In 1985, the government began applying provisions of the Alien Residence Law 17/1959 to the Bidoon and issued a series of regulations stripping the Bidoon of almost all their previous rights and benefits. It is unclear why the government changed its policies so radically, but the sharp 1984/1985 drop in oil prices probably made the GOK more concerned about the number of new citizens eligible for government benefits. More restrictions followed. In 1986, the government severely restricted Bidoons' eligibility for travel documents. It also fired government employees not employed by the army or the police who could not produce valid passports, whether issued by Kuwait or another country, and instructed private employers to do the same.

Because of their removal and the removal of Palestinians and other non-Kuwaitis, the ranks of the services became seriously depleted.

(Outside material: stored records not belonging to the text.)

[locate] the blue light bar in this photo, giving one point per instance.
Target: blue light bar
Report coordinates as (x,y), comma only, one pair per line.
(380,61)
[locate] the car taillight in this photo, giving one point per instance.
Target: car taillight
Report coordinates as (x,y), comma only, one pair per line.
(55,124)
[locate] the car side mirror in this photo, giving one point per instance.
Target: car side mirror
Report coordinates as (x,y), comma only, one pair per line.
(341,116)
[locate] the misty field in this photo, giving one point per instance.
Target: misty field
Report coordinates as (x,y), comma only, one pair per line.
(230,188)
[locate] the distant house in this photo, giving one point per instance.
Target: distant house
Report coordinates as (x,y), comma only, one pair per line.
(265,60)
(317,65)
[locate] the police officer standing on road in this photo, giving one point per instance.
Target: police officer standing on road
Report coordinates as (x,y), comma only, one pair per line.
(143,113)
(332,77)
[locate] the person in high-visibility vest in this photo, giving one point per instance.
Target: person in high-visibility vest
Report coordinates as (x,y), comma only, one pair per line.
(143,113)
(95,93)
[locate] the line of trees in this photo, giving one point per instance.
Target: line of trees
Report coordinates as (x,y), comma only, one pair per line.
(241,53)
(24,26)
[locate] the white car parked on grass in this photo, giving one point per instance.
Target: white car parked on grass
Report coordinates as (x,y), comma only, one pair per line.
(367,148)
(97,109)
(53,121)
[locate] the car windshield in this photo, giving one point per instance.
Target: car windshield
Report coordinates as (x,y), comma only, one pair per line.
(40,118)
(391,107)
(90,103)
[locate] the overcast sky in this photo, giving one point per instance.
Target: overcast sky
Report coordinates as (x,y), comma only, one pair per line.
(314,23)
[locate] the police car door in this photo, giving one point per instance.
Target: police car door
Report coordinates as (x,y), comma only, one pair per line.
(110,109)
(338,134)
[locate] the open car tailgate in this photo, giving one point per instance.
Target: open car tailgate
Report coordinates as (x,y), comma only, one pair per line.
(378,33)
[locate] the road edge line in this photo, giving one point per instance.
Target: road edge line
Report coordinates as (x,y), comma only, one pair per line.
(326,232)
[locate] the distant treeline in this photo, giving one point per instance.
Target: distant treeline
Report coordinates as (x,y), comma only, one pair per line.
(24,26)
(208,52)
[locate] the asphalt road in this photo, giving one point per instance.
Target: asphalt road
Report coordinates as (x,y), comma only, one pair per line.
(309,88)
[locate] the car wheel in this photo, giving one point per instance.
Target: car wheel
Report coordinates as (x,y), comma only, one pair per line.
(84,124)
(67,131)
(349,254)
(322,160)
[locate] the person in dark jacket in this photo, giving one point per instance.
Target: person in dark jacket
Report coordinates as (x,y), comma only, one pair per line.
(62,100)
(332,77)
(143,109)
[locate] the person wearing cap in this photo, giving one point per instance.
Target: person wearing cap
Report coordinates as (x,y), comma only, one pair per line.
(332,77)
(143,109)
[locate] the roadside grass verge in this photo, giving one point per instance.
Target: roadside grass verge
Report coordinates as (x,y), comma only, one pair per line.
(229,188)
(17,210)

Few Kuwaitis volunteer for military service, and conscription is not regarded as an acceptable option. Under the circumstances, Kuwait will be hard pressed to meet its goal of a postwar armed strength of 30,000. A relaxation of the policy toward bidun was hinted at by the statement of the minister of defense that people of "unspecified nationality" may be retained after screening for loyalty and may even be given Kuwaiti citizenship. With respect to conscription, the minister of defense in July 1991 said that the system was being reviewed to make it more effective.

Most Kuwaiti officers are members of the ruling family or related tribal groups. Education standards are high--many are graduates of Sandhurst--and living conditions, pay, and benefits are excellent. The Kuwaiti Military College accepts secondary school graduates for eighteen months of cadet training in army, air force, and navy programs. The United States provides pilot training and assistance in developing a flight training facility within Kuwait. United States, British, and French military missions and civilian contractors provide training for more technologically advanced systems. A small Soviet advisory group provided training in the use of Soviet missile systems before the Persian Gulf War.

Traditionally, the officer corps--with its close links to the ruling family--was considered to be a loyal and trustworthy defender of the regime. In the aftermath of the Persian Gulf War, however, there were displays of discontent among officers arising from the inadequate response of the armed forces to the Iraqi invasion and the failure to launch postwar reforms. Many of the 6,000 officers and men taken prisoner by the Iraqis were prevented from rejoining the armed forces and were angered at their treatment by senior officers who fled to Saudi Arabia.

Kuwait's 100,000 stateless Bidoon residents were long denied access to the free healthcare, education, and other welfare-state benefits enjoyed by Kuwaiti citizens. Demonstrating a growing social awareness of the plight of the Bidoon and a sensitivity to the wishes of "tribal" voters, in 2009 the government issued a resolution to allow free healthcare for Bidoon who are handicapped or younger than eighteen. In addition, Kuwaiti courts established a precedent which makes it easier for the Bidoon to obtain marriage and birth certificates. Despite these assurances, the Bidoon issue is unlikely to be fully resolved anytime soon through an expansion of citizenship because many Kuwaiti citizens remain vehemently opposed to increasing the rolls of those eligible for the full benefits of the welfare state. The issue remains one of Kuwait's most difficult and sensitive human rights issues.

In 2004, Chief of Staff of the Kuwait Armed Forces (KAF), LTG Fahed Al-Amir, requested assistance from the US in the support of internal counter-extremism education programs. Subsequently, the KAF became aware of a number of military members allegedly plotting attacks on U.S. targets. Additionally, a number of military members were reportedly caught in the Ministry of Interior (MOI) anti-terrorist operations conducted in early-2005. As a result, the KAF began to develop and implement several programs designed to reduce the threat of extremism in their ranks. These programs included efforts to eliminate non-Kuwaiti or stateless Arabs (bidoons) from military service, to develop clandestine programs to identify potential extremists within KMOD, and to develop counter-extremism information / education programs.